William Tell makes first visit to Switzerland
Countless actors – professional and amateur – have played William Tell over the past 200 years.
Yet the man millions of people around the world knew as the Swiss hero was actually British. At the invitation of swissinfo, Conrad Phillips has just paid his first visit to Switzerland.
The 79-year-old actor says he is still getting fan mail even though it has been nearly 50 years since he played the starring role in the British television series, “The Adventures of William Tell” (see video and audio).
What he could not have realised when he took aim at the apple on his son’s head was that his shot would be seen round the world, thanks to rebroadcasting deals with television stations in many different countries.
“Even behind the Iron Curtain,” Phillips states proudly as he catches his first glimpse of the alpine scenery in central Switzerland, the setting for the Tell legend.
The actor says he would have liked some of the scenes to have been shot on location, but the producer at the time “thought a rock was a rock”, so to save money the mountains of Snowdonia in northern Wales stood in for the Swiss Alps.
Larger-than-life
The Adventures of William Tell was a children’s show, and it had a cast of larger-than-life characters, led by Tell and the evil Austrian governor, Gessler.
Gessler is an overweight arch villain – a comic fool with a mean streak and the forerunner of the “bad guy” type found in many later action series and films.
Now, nearly 50 years later, Phillips finds himself confronted with an equally eccentric cast of characters – on location in Switzerland.
Convinced they alone know the truth about Tell, these guardians of the legend at times use outlandish gestures and admonishing tones to get their point across.
“There must have been a William Tell!” insists Thomas Christen of the Tell museum in Bürglen, the village said to be the birthplace of the crossbow-toting avenger.
“This is where Tell ambushed Gessler!” shouts Hans Grossrieder, the secretary of the strip of forest known as the Hohle Gasse.
Phillips, still the consummate actor, grants them the undivided attention they feel they and the story deserve.
Tell today
He is, however, rather surprised by the mild manners of Thomas Gisler – the amateur actor who is playing Tell this summer at the Tell playhouse in Altdorf, the town where the Schiller production was first performed in 1895.
As Phillips learns, Gisler is a rare breed, refusing to lavish the usual praise on the legendary figure.
“When you read Schiller,” Gisler says. “You discover that Tell is a loner, almost an egoist, and that’s how we are presenting him on stage.”
“He acts to defend his family and not for any political reasons.”
Phillips admits that Gisler may have a point since the Altdorf production is a more faithful adaptation of the Schiller work than was his TV show.
Still, Phillips says, “we tried in our television show to put over simple truths of honesty, integrity and loyalty, all personified in William Tell.

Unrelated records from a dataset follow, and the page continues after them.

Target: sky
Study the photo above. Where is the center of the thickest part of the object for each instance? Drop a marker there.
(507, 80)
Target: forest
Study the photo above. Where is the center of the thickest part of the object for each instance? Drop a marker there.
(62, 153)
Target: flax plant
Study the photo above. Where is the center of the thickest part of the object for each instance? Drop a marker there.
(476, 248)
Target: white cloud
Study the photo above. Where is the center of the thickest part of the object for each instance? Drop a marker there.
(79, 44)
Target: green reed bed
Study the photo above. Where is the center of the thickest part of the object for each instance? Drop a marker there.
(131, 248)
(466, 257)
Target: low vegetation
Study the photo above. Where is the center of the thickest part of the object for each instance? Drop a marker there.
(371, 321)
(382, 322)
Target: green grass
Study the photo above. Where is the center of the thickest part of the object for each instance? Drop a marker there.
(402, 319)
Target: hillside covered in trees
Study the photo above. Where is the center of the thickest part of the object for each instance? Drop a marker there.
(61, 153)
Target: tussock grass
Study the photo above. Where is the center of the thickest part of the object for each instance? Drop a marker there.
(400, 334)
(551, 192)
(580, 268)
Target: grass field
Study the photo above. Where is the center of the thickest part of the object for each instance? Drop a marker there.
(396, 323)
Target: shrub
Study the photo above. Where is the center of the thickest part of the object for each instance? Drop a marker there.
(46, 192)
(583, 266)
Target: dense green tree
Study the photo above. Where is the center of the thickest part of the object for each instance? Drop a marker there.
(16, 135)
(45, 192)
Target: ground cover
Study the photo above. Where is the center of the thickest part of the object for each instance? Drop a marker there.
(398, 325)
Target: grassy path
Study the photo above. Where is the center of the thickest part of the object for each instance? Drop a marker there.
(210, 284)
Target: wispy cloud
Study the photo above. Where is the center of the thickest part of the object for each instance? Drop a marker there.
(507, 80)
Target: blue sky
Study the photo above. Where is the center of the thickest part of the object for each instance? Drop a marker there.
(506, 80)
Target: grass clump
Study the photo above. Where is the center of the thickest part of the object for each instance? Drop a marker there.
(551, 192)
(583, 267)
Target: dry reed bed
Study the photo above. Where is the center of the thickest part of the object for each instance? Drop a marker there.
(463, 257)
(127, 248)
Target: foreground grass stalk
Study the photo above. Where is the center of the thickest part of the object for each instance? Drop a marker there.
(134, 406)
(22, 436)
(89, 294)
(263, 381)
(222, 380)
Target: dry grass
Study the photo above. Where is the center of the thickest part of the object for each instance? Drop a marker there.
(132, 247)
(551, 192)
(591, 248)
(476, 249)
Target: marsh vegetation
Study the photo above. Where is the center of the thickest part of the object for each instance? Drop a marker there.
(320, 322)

“[Being here] I feel slightly humbled by the weight of history, the weight of the legend and the fact that one contributed in a small way in keeping the idea alive, even in an entertainment form,” he reflects.
“I felt some value in that because it kept alive the whole concept of what Tell was about, and what Switzerland was about.”
swissinfo, Dale Bechtel in Altdorf
The 39-part series, The Adventures of William Tell, first aired on British television in 1958 and 1959.
The key scenes from the Tell legend are shown in the very first episode.
After William Tell, Conrad Phillips went on to perform in numerous TV, stage and film productions.
In the 1980s he had a supporting role in “Crossbow”, a French production loosely based on the Tell legend.
Phillips travelled to Switzerland for the first time at the invitation of swissinfo, to visit the places where the Tell legend unfolded.